Obligatory Reinsurance

What is 'Obligatory Reinsurance'

A reinsurance treaty in which the ceding insurer agrees to send a reinsurer all policies which fit within the guidelines of the reinsurance agreement. An obligatory reinsurance treaty, also called an automatic treaty, requires the reinsurer to accept these policies.

BREAKING DOWN 'Obligatory Reinsurance'

Insurers looking to shift the risks created by their underwriting activities can enter into a reinsurance arrangement with a reinsurer. There are two primary types of reinsurance arrangements: facultative and treaty. In a facultative reinsurance arrangement the reinsurer is able to choose which of the ceding insurer’s risks it wants to accept, while in a treaty reinsurance arrangement the reinsurer is obligated to accept all risks provided that they fall within the terms of the contract.
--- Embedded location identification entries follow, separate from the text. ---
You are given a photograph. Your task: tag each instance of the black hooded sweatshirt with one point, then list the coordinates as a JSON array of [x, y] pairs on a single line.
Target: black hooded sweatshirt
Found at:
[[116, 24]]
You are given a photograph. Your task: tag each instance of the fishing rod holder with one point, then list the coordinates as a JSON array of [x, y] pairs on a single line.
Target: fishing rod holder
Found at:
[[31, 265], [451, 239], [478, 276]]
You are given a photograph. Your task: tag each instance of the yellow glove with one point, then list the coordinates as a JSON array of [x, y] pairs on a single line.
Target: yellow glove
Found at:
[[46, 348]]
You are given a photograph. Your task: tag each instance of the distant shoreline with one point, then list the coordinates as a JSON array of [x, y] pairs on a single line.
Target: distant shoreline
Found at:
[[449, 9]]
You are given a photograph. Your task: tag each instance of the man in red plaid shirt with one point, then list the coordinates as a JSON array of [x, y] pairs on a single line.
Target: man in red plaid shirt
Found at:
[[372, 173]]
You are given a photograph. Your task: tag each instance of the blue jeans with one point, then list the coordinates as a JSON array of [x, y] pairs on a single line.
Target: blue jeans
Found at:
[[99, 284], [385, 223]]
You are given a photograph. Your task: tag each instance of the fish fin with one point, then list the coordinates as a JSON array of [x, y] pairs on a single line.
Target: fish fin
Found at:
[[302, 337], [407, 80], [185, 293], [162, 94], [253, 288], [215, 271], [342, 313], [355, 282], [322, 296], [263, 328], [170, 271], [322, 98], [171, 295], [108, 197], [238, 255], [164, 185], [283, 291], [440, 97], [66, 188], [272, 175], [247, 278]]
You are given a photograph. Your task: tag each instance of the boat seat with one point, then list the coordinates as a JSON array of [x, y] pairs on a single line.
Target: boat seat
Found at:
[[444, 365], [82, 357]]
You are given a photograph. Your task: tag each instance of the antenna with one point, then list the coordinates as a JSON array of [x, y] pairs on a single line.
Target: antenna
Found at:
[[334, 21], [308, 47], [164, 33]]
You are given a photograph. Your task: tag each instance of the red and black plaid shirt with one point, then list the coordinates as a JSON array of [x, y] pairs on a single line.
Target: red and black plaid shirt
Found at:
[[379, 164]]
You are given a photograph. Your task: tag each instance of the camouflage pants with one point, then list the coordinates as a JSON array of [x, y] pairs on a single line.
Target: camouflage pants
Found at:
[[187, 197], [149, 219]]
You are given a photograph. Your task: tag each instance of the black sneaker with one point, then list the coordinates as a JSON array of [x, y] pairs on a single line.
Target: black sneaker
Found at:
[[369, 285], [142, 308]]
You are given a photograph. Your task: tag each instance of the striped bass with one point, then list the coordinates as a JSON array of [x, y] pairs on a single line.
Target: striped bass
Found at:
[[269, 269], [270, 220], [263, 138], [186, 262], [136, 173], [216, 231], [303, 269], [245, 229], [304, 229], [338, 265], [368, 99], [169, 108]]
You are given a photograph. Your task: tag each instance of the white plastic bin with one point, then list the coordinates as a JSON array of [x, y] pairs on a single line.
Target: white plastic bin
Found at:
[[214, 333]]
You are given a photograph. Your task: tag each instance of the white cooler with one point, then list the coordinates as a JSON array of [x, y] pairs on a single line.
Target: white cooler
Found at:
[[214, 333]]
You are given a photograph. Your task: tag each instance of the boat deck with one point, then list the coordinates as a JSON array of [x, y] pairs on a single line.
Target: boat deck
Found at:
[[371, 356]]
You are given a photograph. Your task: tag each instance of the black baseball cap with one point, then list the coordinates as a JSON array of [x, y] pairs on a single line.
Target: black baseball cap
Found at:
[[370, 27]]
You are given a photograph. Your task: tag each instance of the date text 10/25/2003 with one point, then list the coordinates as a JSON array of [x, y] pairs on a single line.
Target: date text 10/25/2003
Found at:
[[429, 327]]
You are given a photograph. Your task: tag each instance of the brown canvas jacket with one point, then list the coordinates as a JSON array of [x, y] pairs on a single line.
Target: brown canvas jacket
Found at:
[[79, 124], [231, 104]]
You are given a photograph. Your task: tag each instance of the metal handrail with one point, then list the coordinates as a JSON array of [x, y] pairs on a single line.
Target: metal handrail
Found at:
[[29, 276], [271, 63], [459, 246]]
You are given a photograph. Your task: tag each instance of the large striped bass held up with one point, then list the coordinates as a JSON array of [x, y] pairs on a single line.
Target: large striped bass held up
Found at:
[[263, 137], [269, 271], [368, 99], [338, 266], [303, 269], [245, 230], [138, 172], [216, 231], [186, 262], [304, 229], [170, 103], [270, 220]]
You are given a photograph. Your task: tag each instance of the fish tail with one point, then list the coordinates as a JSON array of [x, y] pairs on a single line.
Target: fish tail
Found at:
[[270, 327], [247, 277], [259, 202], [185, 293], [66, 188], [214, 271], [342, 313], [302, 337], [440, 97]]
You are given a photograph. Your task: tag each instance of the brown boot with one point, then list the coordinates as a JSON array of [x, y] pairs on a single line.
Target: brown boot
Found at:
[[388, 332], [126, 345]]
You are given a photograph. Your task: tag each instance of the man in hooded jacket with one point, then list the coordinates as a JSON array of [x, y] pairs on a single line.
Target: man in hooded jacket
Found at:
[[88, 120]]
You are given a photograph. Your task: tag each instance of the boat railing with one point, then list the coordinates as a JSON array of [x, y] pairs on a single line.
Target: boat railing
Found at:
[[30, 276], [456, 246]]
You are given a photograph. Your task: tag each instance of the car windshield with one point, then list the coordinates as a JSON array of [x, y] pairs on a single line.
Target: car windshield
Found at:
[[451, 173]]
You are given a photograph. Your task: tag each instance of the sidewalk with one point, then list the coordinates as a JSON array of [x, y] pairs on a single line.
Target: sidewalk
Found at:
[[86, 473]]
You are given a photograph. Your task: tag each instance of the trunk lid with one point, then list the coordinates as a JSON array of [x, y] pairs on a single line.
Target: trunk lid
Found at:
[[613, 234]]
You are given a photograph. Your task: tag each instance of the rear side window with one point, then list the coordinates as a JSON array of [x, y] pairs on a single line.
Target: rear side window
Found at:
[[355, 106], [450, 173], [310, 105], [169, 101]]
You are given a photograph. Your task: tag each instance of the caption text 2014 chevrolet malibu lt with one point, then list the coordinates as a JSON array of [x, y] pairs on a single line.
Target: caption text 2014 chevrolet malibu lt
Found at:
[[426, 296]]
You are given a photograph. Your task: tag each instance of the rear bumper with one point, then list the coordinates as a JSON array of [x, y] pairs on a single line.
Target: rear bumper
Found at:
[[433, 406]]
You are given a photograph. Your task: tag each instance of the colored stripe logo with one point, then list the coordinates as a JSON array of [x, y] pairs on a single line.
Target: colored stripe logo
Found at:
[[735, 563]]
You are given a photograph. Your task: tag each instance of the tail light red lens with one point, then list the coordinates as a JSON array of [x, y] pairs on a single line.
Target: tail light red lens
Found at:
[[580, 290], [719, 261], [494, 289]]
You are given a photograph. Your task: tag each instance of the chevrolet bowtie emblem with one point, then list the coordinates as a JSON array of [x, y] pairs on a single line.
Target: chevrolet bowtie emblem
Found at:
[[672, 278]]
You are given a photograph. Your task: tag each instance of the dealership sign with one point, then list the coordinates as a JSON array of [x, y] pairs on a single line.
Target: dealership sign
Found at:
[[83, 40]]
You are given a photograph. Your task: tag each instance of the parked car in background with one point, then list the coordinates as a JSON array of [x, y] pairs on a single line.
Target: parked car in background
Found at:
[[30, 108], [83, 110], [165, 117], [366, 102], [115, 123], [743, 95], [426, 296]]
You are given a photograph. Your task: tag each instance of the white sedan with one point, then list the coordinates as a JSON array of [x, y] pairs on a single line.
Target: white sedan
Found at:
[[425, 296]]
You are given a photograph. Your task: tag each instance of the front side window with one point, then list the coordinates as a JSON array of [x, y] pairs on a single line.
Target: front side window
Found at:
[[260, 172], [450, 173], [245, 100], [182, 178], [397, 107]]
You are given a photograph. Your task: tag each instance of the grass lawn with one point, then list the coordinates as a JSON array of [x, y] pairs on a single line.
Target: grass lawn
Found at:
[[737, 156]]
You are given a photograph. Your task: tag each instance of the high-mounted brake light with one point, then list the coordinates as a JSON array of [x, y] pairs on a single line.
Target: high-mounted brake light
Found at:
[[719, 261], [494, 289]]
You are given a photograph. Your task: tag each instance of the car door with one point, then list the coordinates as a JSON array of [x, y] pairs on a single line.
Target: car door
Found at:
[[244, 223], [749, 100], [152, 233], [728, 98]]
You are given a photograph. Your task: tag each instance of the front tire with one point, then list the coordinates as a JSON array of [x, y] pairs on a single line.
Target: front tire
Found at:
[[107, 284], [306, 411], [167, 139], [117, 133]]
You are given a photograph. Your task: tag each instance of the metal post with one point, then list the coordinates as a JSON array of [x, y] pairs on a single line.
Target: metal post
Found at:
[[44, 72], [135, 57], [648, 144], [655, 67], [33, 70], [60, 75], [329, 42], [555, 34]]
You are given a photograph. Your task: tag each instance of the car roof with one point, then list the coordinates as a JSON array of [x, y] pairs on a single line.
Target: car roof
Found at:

Obligatory reinsurance is a type of treaty reinsurance in which an insurer is required to cede and a reinsurer required to accept all risks that meet a set of predetermined conditions. This allows the insurer and reinsurer to develop a long-term relationship, as the insurer does not have to find a new reinsurer for every new risk. Each risk is automatically accepted under the terms of the arrangement, even if the insurer has yet to notify the reinsurer.

Because obligatory reinsurance features automatic acceptance, both the insurer and reinsurer need to be certain that the terms of the agreement include an accurate description of the type of risks that the treaty covers. This is an important step in removing ambiguities that, if left unaddressed, may require the arrangement to be canceled. If the ambiguities are discovered too late, it may be difficult to unwind the arrangement since risks may have already been exchanged.

Automatic acceptance also increases the risk of insolvency. Each party will want to make sure that the other is being managed properly, and that the interests of the ceding insurer align with those of the reinsurer.